Summary
This Form 8-K filing from Wells Fargo & Company (WFC) on January 30, 2006, reports significant amendments to the company's By-Laws, effective January 24, 2006. These updates are primarily aimed at aligning the company's governance with modern corporate practices and the current Delaware General Corporation Law. Key changes include modifications to the procedures for calling special shareholder meetings, quorum requirements for meeting adjournments, and the establishment of new timeframes for setting record dates for meetings and written consents. The filing also details updated advance notice requirements for shareholder nominations and proposals at both annual and special meetings, which are designed to provide more structure and predictability to the shareholder engagement process. These amendments reflect an ongoing effort by Wells Fargo to enhance its corporate governance framework.
Key Highlights
- 1Wells Fargo amended and restated its By-Laws effective January 24, 2006, to align with modern corporate practices and Delaware General Corporation Law.
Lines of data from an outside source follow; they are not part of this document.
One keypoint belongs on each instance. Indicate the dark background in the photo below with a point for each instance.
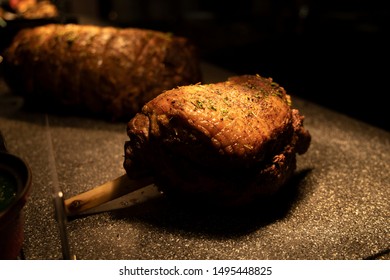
(334, 53)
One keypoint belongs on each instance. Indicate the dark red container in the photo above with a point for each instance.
(12, 218)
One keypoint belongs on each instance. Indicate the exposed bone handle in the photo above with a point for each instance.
(103, 193)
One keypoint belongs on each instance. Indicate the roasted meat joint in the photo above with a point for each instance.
(106, 71)
(229, 142)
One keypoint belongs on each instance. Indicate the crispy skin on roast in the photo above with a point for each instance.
(104, 70)
(228, 142)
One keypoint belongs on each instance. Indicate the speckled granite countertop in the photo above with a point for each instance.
(336, 207)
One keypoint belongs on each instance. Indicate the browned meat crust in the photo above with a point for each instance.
(104, 70)
(229, 142)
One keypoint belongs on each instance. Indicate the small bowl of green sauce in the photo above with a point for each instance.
(15, 185)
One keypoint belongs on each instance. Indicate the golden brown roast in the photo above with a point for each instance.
(228, 142)
(104, 70)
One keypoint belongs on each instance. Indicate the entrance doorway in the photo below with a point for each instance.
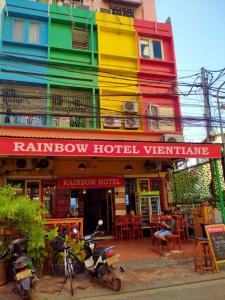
(98, 204)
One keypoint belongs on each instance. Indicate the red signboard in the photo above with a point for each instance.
(90, 182)
(18, 146)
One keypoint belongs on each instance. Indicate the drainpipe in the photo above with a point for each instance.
(219, 190)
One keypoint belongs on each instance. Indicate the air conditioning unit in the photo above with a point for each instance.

- 2Procedures for calling special shareholder meetings have been updated, with the authority now resting with the Board, CEO, or Secretary.
- 3The responsibility for adjourning shareholder meetings until a quorum is present now rests with the presiding officer.
- 4Record date setting for shareholder meetings and written consents has been revised with new timeframes.
- 5Advance notice requirements for shareholder nominations and proposals at annual meetings have been extended to 120-150 days prior to the anniversary of the preceding year's meeting.
- 6Director nomination and proposal submission deadlines for special meetings have also been updated.
- 7The permissible range for the number of directors has been adjusted to not less than 3 or more than 28, consistent with the Company's Restated Certificate of Incorporation.